Page 17 summarizes capital spending for the first six months of 2008. As you can see, total capital spending reached $726 million, about 15% above last year. The year-over-year increase was spread across all business units. For the full year, we expect capital spending to be up about 14% from 2007, including a 20% increase at Detroit Edison.

Page 18 slightly revises full-year 2008 cash and capital spending guidance to reflect last month's decision to suspend monetization of the Power & Industrial portfolio projects. Pre-tax asset sales declined from a previous guidance of $1.1 billion to approximately $300 million. These projections exclude any further Barnett monetizations. Though not included in guidance, we are continuing to target a reduction in parent company debt this year.

The right side of page 18 summarizes capital spending for the full-year. Total capital is expected to grow to $1.5 billion this year, about 80% of the projected capital will be for the two utilities. Non-utility capital spending is roughly equal to $100 million for three of our business segments, but will of course depend on opportunities as and when they rise.

And finally, we expect to end this year well within our leverage target of 50% to 52% and the ratio of cash flow to debt between 22% and 24%.

Now let me turn it back over to Dave to wrap up.

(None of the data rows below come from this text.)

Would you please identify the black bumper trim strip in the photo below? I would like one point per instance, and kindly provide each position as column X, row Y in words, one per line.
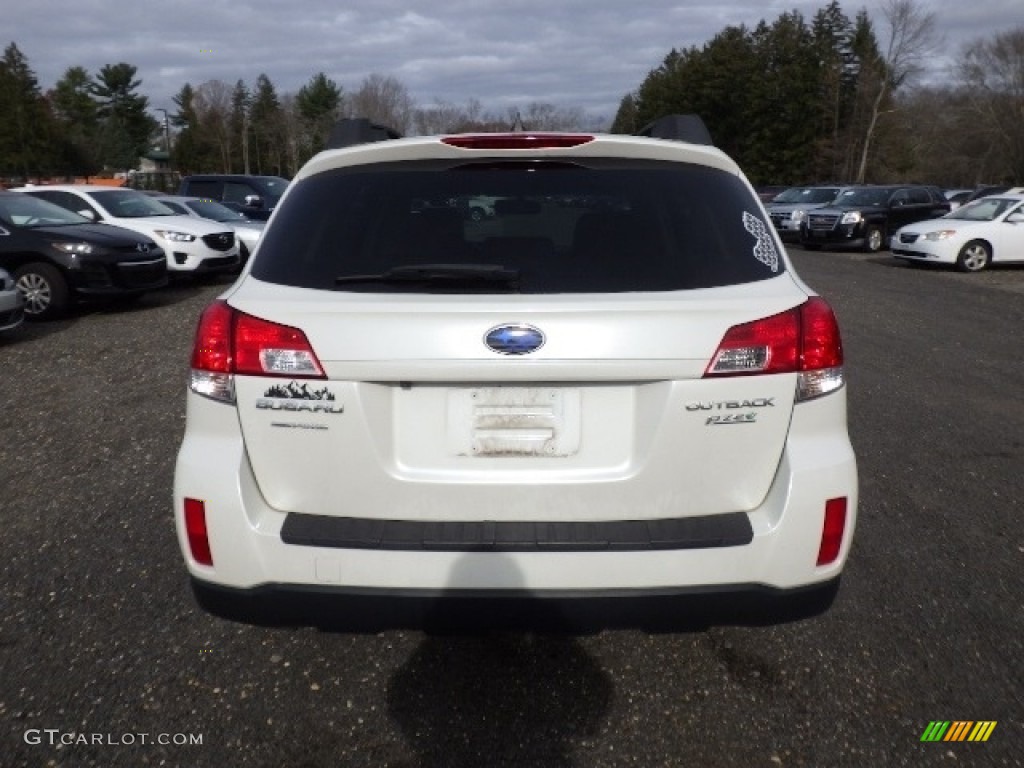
column 732, row 529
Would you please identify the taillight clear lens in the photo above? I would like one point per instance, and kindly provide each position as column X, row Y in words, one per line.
column 765, row 346
column 264, row 348
column 229, row 342
column 804, row 340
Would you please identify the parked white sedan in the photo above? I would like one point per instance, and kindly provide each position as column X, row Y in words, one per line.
column 987, row 230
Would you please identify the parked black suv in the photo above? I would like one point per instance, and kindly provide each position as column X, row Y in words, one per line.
column 57, row 256
column 867, row 216
column 254, row 196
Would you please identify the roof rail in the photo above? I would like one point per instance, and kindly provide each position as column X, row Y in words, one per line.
column 350, row 131
column 678, row 128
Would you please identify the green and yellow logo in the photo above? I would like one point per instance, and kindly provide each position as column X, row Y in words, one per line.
column 958, row 730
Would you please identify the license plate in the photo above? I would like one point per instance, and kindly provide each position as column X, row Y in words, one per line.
column 514, row 421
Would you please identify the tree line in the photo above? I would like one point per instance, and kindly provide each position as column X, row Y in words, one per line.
column 838, row 99
column 833, row 98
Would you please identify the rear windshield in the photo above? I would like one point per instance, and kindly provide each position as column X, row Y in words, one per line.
column 524, row 227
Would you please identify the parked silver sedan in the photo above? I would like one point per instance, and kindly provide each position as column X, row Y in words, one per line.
column 248, row 230
column 11, row 303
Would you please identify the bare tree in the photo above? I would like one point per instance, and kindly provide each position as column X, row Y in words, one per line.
column 992, row 72
column 383, row 99
column 910, row 40
column 212, row 103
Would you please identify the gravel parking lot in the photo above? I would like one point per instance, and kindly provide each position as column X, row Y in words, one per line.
column 104, row 659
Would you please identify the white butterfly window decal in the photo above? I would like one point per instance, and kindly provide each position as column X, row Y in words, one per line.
column 764, row 249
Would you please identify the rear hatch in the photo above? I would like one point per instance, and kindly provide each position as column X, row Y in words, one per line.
column 609, row 419
column 546, row 361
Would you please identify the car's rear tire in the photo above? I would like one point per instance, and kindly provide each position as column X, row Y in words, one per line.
column 974, row 256
column 873, row 240
column 44, row 290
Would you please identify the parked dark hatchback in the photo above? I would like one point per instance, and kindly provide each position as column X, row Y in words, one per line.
column 57, row 256
column 867, row 216
column 254, row 196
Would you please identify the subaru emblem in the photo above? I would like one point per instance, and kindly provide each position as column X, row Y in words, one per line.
column 514, row 339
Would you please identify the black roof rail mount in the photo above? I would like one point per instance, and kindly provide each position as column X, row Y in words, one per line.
column 351, row 131
column 679, row 128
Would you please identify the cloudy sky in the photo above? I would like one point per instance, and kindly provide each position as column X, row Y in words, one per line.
column 571, row 53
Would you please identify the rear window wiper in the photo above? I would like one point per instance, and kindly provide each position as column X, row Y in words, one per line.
column 437, row 273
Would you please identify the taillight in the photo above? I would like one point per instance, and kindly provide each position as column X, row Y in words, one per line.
column 832, row 530
column 803, row 340
column 517, row 140
column 199, row 538
column 229, row 342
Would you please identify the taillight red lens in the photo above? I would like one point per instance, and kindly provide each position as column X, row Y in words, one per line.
column 264, row 348
column 832, row 530
column 802, row 339
column 199, row 539
column 231, row 342
column 517, row 140
column 821, row 346
column 212, row 350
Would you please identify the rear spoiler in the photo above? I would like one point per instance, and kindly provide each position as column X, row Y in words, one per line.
column 688, row 128
column 351, row 131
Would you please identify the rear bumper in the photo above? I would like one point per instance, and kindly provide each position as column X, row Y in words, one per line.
column 348, row 609
column 252, row 558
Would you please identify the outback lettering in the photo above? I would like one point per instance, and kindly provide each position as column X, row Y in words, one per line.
column 731, row 404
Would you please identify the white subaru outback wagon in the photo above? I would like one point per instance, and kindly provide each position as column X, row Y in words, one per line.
column 615, row 386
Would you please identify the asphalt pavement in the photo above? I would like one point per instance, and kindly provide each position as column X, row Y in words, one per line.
column 105, row 660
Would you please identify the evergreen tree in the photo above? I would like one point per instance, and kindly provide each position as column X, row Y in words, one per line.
column 185, row 154
column 626, row 117
column 318, row 104
column 77, row 113
column 26, row 122
column 239, row 125
column 125, row 127
column 265, row 122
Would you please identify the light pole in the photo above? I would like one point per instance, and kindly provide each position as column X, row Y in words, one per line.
column 167, row 137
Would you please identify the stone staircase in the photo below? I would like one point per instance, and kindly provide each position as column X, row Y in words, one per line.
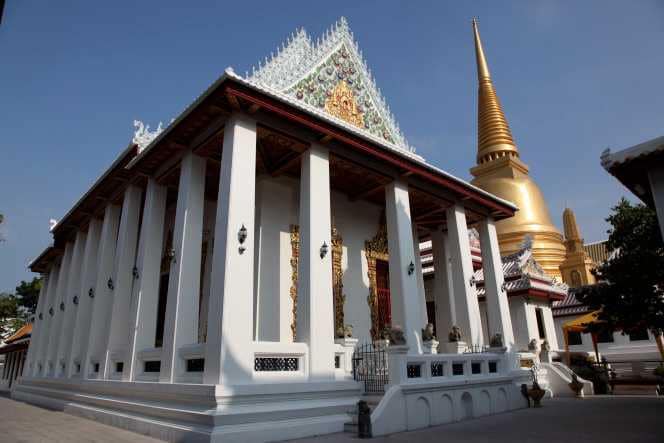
column 372, row 399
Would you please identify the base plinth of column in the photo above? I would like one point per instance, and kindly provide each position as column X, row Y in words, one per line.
column 201, row 413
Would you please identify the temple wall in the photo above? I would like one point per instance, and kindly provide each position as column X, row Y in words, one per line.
column 277, row 209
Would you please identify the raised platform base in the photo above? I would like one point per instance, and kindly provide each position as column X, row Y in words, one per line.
column 201, row 413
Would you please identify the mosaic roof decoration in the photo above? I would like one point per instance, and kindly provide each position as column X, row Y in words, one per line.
column 331, row 76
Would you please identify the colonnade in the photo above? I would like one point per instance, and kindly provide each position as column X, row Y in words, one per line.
column 97, row 315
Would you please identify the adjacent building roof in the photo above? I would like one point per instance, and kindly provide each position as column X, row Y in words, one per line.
column 630, row 166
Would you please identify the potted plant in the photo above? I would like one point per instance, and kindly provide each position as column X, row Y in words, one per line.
column 535, row 392
column 576, row 386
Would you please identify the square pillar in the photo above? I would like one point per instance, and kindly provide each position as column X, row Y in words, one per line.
column 497, row 306
column 229, row 356
column 443, row 292
column 37, row 324
column 42, row 333
column 123, row 280
column 102, row 297
column 407, row 309
column 148, row 263
column 84, row 310
column 465, row 295
column 419, row 275
column 70, row 308
column 315, row 310
column 181, row 321
column 56, row 314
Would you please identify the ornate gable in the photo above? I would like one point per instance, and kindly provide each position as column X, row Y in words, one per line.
column 331, row 76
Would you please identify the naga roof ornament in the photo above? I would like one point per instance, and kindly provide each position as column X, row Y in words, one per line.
column 330, row 75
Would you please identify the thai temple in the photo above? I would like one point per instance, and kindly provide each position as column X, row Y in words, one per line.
column 279, row 251
column 501, row 171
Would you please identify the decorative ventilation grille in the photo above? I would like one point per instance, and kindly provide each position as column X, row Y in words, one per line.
column 195, row 365
column 265, row 364
column 414, row 371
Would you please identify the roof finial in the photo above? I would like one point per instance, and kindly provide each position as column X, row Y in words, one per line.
column 482, row 67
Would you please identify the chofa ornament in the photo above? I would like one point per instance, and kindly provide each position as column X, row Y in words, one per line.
column 428, row 333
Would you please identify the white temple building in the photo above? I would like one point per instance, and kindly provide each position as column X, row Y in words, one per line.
column 202, row 288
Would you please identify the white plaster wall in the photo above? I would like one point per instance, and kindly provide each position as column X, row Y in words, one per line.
column 277, row 209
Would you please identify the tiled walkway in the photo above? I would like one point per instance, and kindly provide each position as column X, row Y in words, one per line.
column 620, row 419
column 21, row 422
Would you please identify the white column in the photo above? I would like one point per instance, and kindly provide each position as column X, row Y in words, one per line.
column 181, row 322
column 57, row 316
column 229, row 356
column 69, row 313
column 443, row 292
column 419, row 275
column 497, row 306
column 37, row 325
column 123, row 281
column 88, row 279
column 41, row 350
column 315, row 311
column 407, row 309
column 656, row 178
column 148, row 263
column 102, row 303
column 465, row 295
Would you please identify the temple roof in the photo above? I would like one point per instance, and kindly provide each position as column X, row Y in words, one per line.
column 330, row 76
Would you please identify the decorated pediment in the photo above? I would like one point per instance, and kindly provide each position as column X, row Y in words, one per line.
column 330, row 76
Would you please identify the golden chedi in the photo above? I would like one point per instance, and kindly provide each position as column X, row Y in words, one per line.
column 499, row 170
column 576, row 268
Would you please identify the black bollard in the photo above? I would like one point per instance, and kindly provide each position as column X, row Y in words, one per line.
column 363, row 419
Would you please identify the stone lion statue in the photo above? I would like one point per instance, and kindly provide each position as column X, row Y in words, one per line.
column 427, row 333
column 455, row 334
column 394, row 334
column 497, row 340
column 345, row 331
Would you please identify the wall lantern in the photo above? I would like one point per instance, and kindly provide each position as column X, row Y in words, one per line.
column 242, row 237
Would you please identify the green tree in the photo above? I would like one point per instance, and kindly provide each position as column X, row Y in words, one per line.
column 27, row 294
column 8, row 312
column 630, row 292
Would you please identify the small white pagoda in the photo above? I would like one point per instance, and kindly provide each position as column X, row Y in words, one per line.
column 203, row 288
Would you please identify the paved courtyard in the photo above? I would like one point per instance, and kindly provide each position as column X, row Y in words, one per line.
column 621, row 419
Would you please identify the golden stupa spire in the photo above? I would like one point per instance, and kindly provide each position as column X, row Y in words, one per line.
column 494, row 135
column 499, row 170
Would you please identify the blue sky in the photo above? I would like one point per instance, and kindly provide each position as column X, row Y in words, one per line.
column 573, row 77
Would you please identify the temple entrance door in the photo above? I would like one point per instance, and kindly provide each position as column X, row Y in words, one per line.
column 383, row 293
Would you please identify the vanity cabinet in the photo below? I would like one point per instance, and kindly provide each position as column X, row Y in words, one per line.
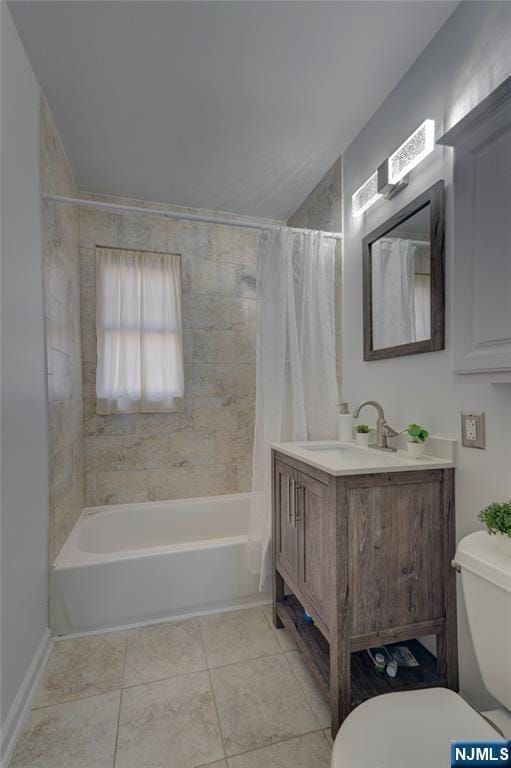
column 368, row 556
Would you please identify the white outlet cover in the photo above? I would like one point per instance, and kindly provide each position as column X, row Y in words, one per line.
column 473, row 433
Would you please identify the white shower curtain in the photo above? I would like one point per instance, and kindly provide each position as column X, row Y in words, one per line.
column 296, row 386
column 393, row 292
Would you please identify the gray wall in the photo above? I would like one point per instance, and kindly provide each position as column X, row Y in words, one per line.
column 24, row 449
column 467, row 59
column 322, row 209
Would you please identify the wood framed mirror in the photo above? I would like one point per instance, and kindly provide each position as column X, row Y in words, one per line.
column 404, row 280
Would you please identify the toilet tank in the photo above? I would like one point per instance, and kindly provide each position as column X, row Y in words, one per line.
column 486, row 579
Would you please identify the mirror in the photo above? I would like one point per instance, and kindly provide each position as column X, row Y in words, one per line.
column 404, row 280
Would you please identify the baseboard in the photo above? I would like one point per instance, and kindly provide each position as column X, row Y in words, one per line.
column 20, row 707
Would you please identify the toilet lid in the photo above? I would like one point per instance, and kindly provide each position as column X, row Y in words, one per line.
column 412, row 729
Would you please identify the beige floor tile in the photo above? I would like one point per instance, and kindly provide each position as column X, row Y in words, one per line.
column 310, row 751
column 259, row 703
column 77, row 734
column 163, row 650
column 313, row 693
column 169, row 724
column 85, row 666
column 284, row 639
column 237, row 636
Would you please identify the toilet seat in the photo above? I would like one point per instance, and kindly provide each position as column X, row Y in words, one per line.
column 411, row 729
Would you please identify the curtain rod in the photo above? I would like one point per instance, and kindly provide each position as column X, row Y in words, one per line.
column 173, row 214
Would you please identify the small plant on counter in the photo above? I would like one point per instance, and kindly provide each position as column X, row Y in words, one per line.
column 416, row 433
column 363, row 432
column 417, row 437
column 497, row 519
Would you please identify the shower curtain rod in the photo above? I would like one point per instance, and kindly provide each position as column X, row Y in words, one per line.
column 173, row 214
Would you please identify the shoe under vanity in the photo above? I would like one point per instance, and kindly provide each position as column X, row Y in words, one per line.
column 363, row 542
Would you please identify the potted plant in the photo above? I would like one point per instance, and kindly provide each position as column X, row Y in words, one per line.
column 497, row 519
column 363, row 433
column 417, row 437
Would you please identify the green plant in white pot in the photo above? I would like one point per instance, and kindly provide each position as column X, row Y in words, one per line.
column 363, row 434
column 417, row 437
column 497, row 519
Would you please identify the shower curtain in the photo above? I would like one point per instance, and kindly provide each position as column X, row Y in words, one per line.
column 296, row 386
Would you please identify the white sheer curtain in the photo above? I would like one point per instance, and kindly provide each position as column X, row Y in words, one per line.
column 393, row 292
column 296, row 386
column 138, row 320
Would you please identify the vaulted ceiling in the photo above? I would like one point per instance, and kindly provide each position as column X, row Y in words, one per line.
column 234, row 106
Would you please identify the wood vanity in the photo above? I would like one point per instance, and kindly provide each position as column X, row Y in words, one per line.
column 368, row 555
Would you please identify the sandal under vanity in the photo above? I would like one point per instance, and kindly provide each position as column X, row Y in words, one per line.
column 363, row 540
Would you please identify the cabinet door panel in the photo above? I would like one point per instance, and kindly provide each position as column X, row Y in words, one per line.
column 313, row 542
column 482, row 232
column 395, row 536
column 286, row 527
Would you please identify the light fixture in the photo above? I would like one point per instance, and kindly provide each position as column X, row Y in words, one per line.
column 365, row 195
column 411, row 152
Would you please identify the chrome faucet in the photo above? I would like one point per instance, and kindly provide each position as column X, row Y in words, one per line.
column 383, row 430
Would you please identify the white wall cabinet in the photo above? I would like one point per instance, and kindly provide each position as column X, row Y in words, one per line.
column 481, row 325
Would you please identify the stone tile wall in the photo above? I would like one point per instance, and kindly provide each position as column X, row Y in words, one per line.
column 206, row 448
column 61, row 259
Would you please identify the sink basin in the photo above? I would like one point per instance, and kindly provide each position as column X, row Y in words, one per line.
column 347, row 458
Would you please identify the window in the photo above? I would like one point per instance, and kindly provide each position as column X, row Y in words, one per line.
column 138, row 318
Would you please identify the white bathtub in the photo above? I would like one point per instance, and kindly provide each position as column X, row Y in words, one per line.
column 135, row 563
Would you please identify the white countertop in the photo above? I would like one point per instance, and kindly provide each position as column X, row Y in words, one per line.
column 338, row 459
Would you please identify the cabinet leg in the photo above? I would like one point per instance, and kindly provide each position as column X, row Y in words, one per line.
column 340, row 683
column 278, row 596
column 447, row 656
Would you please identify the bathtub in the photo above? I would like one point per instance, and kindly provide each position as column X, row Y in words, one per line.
column 132, row 564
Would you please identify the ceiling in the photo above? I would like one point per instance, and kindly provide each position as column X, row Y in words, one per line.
column 233, row 106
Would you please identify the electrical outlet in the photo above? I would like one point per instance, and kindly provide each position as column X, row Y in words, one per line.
column 473, row 429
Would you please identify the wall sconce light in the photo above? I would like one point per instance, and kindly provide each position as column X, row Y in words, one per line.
column 411, row 152
column 365, row 195
column 392, row 174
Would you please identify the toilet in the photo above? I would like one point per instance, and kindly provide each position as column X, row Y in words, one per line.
column 414, row 729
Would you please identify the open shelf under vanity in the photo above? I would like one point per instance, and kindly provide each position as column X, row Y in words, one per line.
column 368, row 556
column 366, row 682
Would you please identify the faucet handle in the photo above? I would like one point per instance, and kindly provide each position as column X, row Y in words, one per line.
column 388, row 430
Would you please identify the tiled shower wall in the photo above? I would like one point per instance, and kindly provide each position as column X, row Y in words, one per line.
column 61, row 262
column 206, row 448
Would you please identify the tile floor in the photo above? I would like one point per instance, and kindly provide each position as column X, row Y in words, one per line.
column 224, row 691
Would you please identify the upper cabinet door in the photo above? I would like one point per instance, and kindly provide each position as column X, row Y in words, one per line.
column 314, row 542
column 286, row 530
column 481, row 277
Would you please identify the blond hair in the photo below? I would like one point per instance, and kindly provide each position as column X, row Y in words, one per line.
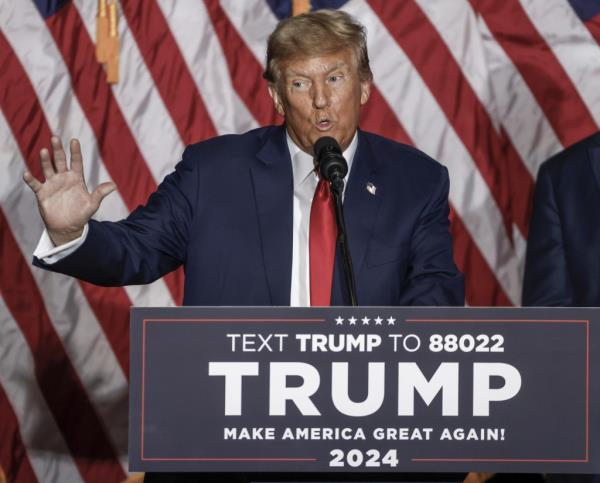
column 316, row 33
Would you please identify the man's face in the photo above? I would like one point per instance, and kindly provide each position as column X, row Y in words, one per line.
column 320, row 96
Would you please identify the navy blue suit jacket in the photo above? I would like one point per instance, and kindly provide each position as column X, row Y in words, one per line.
column 563, row 250
column 226, row 215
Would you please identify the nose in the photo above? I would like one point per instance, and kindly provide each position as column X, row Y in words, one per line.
column 320, row 95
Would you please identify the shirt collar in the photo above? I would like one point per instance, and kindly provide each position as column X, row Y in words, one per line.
column 303, row 164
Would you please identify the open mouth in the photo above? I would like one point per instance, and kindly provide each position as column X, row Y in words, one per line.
column 324, row 124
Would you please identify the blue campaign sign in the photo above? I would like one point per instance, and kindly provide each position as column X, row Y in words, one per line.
column 369, row 389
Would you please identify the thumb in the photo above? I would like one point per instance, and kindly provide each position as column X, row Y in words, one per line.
column 101, row 191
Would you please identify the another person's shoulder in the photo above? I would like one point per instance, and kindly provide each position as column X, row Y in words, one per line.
column 570, row 161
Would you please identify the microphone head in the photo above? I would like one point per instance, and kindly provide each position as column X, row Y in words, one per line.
column 330, row 161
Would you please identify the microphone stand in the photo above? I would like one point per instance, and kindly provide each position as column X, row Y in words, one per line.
column 337, row 189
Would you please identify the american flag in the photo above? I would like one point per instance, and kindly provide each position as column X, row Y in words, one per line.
column 490, row 88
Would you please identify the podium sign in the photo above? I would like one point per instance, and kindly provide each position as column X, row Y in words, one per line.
column 388, row 389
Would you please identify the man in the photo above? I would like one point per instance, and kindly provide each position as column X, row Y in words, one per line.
column 237, row 210
column 562, row 266
column 563, row 263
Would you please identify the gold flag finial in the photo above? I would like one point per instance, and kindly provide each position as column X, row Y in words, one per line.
column 300, row 6
column 101, row 32
column 113, row 45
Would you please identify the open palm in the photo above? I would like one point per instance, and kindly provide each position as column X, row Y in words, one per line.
column 63, row 198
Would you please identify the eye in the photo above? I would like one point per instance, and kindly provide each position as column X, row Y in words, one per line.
column 299, row 84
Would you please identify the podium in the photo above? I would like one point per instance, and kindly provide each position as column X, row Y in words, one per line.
column 365, row 390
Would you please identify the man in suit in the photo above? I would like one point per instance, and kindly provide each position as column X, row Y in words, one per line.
column 563, row 264
column 563, row 258
column 236, row 211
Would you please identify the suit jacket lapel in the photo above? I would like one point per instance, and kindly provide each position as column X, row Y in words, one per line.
column 273, row 192
column 360, row 212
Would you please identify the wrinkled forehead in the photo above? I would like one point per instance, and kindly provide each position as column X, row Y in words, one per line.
column 319, row 64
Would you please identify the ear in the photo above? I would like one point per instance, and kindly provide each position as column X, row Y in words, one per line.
column 276, row 100
column 365, row 91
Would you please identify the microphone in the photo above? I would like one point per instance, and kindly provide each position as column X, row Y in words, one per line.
column 332, row 165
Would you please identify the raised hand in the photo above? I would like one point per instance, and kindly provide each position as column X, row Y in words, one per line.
column 64, row 201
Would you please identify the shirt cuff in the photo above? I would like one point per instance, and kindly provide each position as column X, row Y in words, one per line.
column 48, row 253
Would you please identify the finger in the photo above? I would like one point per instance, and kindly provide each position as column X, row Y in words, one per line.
column 33, row 183
column 46, row 164
column 60, row 158
column 102, row 191
column 76, row 158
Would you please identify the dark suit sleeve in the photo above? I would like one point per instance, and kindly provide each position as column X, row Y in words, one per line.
column 547, row 279
column 149, row 243
column 433, row 278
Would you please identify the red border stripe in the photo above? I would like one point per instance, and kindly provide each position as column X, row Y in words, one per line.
column 541, row 70
column 14, row 460
column 118, row 148
column 31, row 131
column 169, row 70
column 245, row 70
column 428, row 52
column 67, row 399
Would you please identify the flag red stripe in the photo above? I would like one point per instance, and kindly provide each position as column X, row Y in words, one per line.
column 593, row 25
column 14, row 460
column 32, row 132
column 65, row 395
column 541, row 70
column 521, row 185
column 481, row 286
column 169, row 70
column 428, row 52
column 118, row 148
column 245, row 70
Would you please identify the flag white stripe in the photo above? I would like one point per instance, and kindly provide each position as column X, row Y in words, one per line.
column 26, row 32
column 573, row 45
column 190, row 25
column 51, row 460
column 155, row 133
column 416, row 108
column 80, row 333
column 520, row 114
column 464, row 45
column 254, row 21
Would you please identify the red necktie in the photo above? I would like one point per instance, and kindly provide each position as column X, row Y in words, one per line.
column 322, row 239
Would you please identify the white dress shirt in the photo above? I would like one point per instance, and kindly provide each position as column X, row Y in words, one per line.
column 305, row 183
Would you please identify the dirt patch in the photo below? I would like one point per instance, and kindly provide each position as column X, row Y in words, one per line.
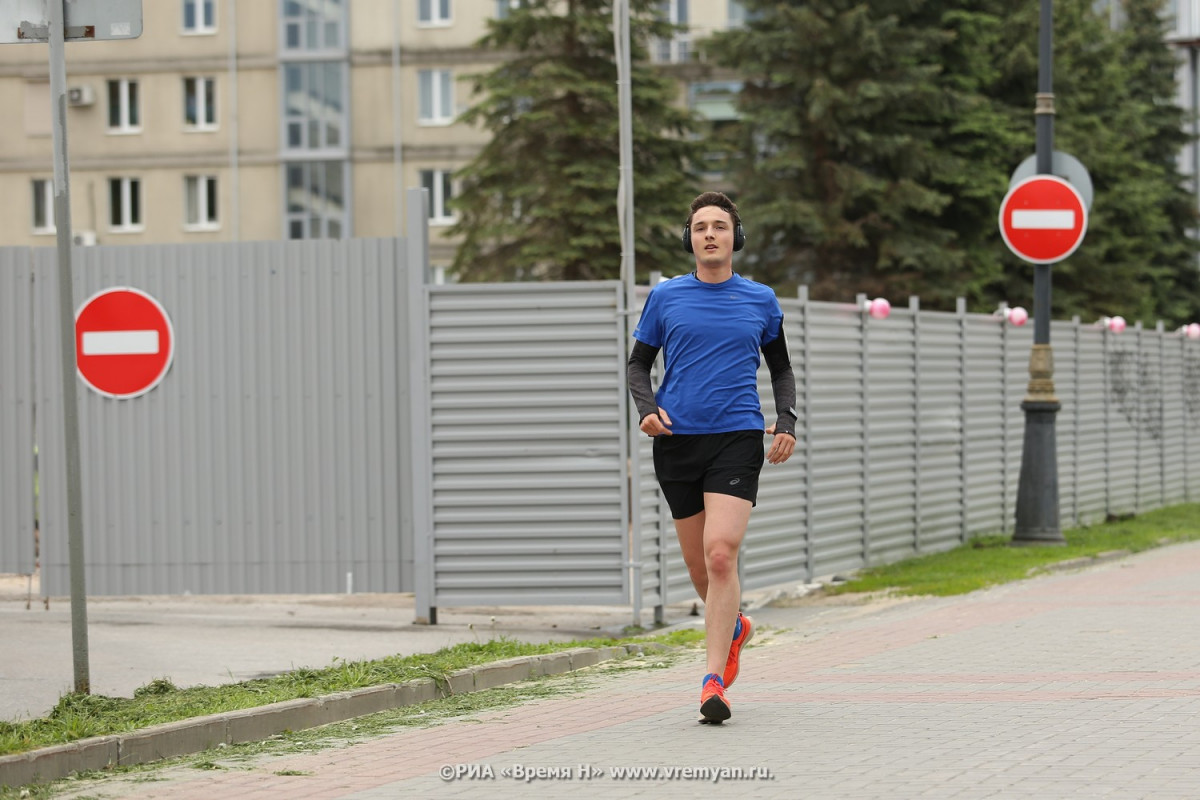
column 19, row 585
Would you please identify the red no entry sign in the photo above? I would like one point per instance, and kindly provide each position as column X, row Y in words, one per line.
column 124, row 342
column 1043, row 218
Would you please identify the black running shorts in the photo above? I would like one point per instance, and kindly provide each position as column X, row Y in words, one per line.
column 688, row 465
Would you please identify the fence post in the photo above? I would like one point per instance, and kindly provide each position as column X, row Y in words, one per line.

David E. Meador - Chief Financial Officer and Executive Vice President

Thanks Nick. Slide 19 is a repeat slide that I talked to earlier. Again we believe, that we have a very reasonable growth plan near-term that growth is going to be higher than our long-term growth. And there are some catalyst that are coming up here in the near-term that will all be signaled towards that growth. If you put that growth together with the dividend, it's a nice total shareholder return story. In terms of catalysts, we look forward to updating you as we make progress on the rate case, there's a timetable on slide 26 in the appendix on the rate case and we'll be filing our rebuttal testimony here in early August. And then another possible key date is August 13th for legislation.

So, we will open it up for questions now, Hauly.

Question and Answer


Thank you. [Operator Instructions]. And our first question comes from Caroline Baum [ph] with Merrill Lynch.

Unidentified Analyst

Hi, good morning.

David E. Meador - Chief Financial Officer and Executive Vice President

Good morning.

Unidentified Analyst

I just have a question on your Energy Trading business results in Q2. On your mid-year update conference call in early July, you said that Energy Trading was doing well in '08 and that we would see that again in Q2 as we did in Q1. But Energy Trading actually recorded a loss.

David E. Meador - Chief Financial Officer and Executive Vice President


Unidentified Analyst

So I'm just curious if you could go into that a little bit, I am wondering what happened?

David E. Meador - Chief Financial Officer and Executive Vice President

We managed the business on an economic margin and economic net income basis, and if you look at the economic margin year-to-date right now they're at about $135 million, which is significantly ahead of where they were on a six-month basis last year. What happens is, it's the way the accounting works on this. So if you went back to the first quarter as an example, we reported net income of $30 million for the... $30 million per trading and all of that was realized. Now when you get to the second quarter, what happens is, the accounting the way it works is... and it's only slices of what trading does. But for example in storage, we put gas on the ground then storage is accounted for at an average cost for inventory, but the forward sale is mark-to-market. So we have a transaction that's economically hedged and the way the accounting works is you could have mark-to-market gains or mark-to-market losses during the year based on gas prices. So in the second quarter, we saw had a net realized gain but there was a mark-to-market loss on some of the gas storage positions and the gas transportation positions there, because they're economically hedged, that will turn around over the next several years. So if you look at on a six-month basis, trading net income is $20 million and when you net all the realized and unrealized, the net income is all realized because of what happened in the first quarter. So from time to time you'll see these mark-to-market losses or gains but the business is still doing well, it's on track, and the six months earning on a net income basis is reflective of our guidance for the full year.

Unidentified Analyst

Okay, thank you.


Next we will hear from Leon Duval [ph] with Catapult Capital.

Unidentified Analyst

Hi, Good morning. I just wanted to double check. You guys show industrial sales down about 3% in 2Q '08 versus 2Q '07, does that include the Roche [ph] plant that moved over from I guess CMS service territory? And then bigger picture if you could sort of just comment on the economy on what we're seeing with industrial sales overall and whether you're seeing residential, also following some of the reduction in the industrial load or is that just purely from the weather?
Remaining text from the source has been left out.